La 2ª capa (prendas térmicas). Retiene el calor producido por el cuerpo entre las cámaras de aire que forman sus tejidos.

- Convexión. El aire frío penetra y circula por el interior de la prenda, desplazando y expulsando el calor hacia el exterior. Una envoltura impermeable, cierres en los puños, tobillos y cuello y cordón ceñidor en la cintura, impedirán la salida de calor corporal y la entrada del frío exterior.
- Conducción. Al entrar en contacto con superficies frías, como por ejemplo al sentarnos encima de la nieve, perderemos nuestro calor a través del tejido. Se evita gracias a las protecciones en las zonas de contacto de los guantes, calzado y pantalones. Evitando que la prenda se moje y absorva agua, también reduciremos este efecto.
- Evaporación. A bajas temperaturas el sudor representa un serio problema. Las moléculas de agua del sudor que se filtran a través de las prendas quedan embebidas por el tejido, convirtiéndolo en un perfecto conductor del calor corporal hacia el exterior. Por esta razón es importantísimo suprimir la humedad de la superficie de la piel.
- Radiación. El cuerpo convierte los alimentos en radiaciones infrarrojas que emanan de la piel en todas direcciones. Sólo las texturas compactas pueden interceptar estas radiaciones, que transformándolas en calor, lo mantienen entre las capas.
del viento
Creemos que es importante conocer los mecanismos reguladores que utiliza nuestro organismo para mantener la temperatura corporal.
Nuestro cuerpo se mantiene a una temperatura constante de aproximadamente 36,5ºC. En determinadas ocasiones estas temperaturas se elevan a propósito, aunque de forma inconsciente. Esta hipertermia, conocida como fiebre, no es más que un sistema de defensa de nuestro organismo, el cuál limita la actividad de ciertos virus y bacterias que no pueden desarrollarse a temperaturas superiores a los 38ºC. Esta es una de las razones por las que estas reacciones del organismo no deberían tomarse tan a la ligera, contrarestándolas de inmediato con toda clase de antibióticos y armas químicas.

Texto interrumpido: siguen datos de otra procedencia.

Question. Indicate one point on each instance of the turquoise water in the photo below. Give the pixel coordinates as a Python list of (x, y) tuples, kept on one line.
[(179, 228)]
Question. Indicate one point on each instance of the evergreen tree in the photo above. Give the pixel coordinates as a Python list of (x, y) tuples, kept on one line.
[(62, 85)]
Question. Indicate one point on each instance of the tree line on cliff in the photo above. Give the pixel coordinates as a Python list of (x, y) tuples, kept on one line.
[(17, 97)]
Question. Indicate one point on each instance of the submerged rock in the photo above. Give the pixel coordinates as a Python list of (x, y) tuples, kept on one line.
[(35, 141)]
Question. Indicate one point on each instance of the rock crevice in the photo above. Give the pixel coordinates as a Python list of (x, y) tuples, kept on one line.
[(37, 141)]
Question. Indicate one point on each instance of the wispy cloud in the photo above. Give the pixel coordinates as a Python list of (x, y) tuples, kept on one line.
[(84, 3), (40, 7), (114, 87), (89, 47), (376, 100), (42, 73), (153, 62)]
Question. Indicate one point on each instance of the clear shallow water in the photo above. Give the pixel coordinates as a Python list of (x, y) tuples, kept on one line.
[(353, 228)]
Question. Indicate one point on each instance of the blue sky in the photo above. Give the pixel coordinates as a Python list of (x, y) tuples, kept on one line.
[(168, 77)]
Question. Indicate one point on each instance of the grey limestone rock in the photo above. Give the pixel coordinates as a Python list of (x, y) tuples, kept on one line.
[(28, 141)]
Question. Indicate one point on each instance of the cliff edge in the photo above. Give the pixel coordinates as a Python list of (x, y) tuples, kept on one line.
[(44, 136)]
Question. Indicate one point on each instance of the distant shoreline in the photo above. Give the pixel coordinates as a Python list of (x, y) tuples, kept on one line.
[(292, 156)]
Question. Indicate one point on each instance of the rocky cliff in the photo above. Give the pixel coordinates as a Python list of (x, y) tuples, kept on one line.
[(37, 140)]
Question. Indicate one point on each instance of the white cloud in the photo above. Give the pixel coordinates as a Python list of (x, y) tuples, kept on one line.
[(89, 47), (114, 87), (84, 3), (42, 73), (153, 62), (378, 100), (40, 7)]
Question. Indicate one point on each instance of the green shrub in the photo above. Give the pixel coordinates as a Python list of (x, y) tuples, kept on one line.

Cuando no actuan estos sistemas de defensa natural, el organismo debe regular la falta o el exceso de temperatura de forma inmediata.
En el momento en que disminuye la temperatura el organismo, entre otras medidas, reduce el caudal de riego sanguíneo que circula a las extremidades, concentrando de este modo los fluidos y el calor en los órganos vitales, que son el tronco y la cabeza. Esta es una de las razones por las que cuando hace frío, los primeros síntomas los acusan nuestras extremidades.
Otro de los sistemas para aumentar la temperatura interna es el de hacer temblar los músculos (tiritar), ya que de este modo se quema más energía.
Cuando la temperatura aumenta, nuestra cabeza y nuestras axilas actúan como un radiador. Se dice que la cabeza puede llegar a expulsar hasta un 40% de la radiación corporal. Este es el motivo por el que usar un gorro puede equivaler al uso de un jersey.
Además, nuestra piel empieza a transpirar y a expulsar sudor. Para evaporarse, el sudor debe absorber calor, tomándolo de nuestro organismo, que es el que tiene más cercano. Precisamente por esta razón, si mantenemos lejos de la piel, con prendas interiores especiales, el sudor de la transpiración, también conseguiremos mantener más caliente nuestro organismo.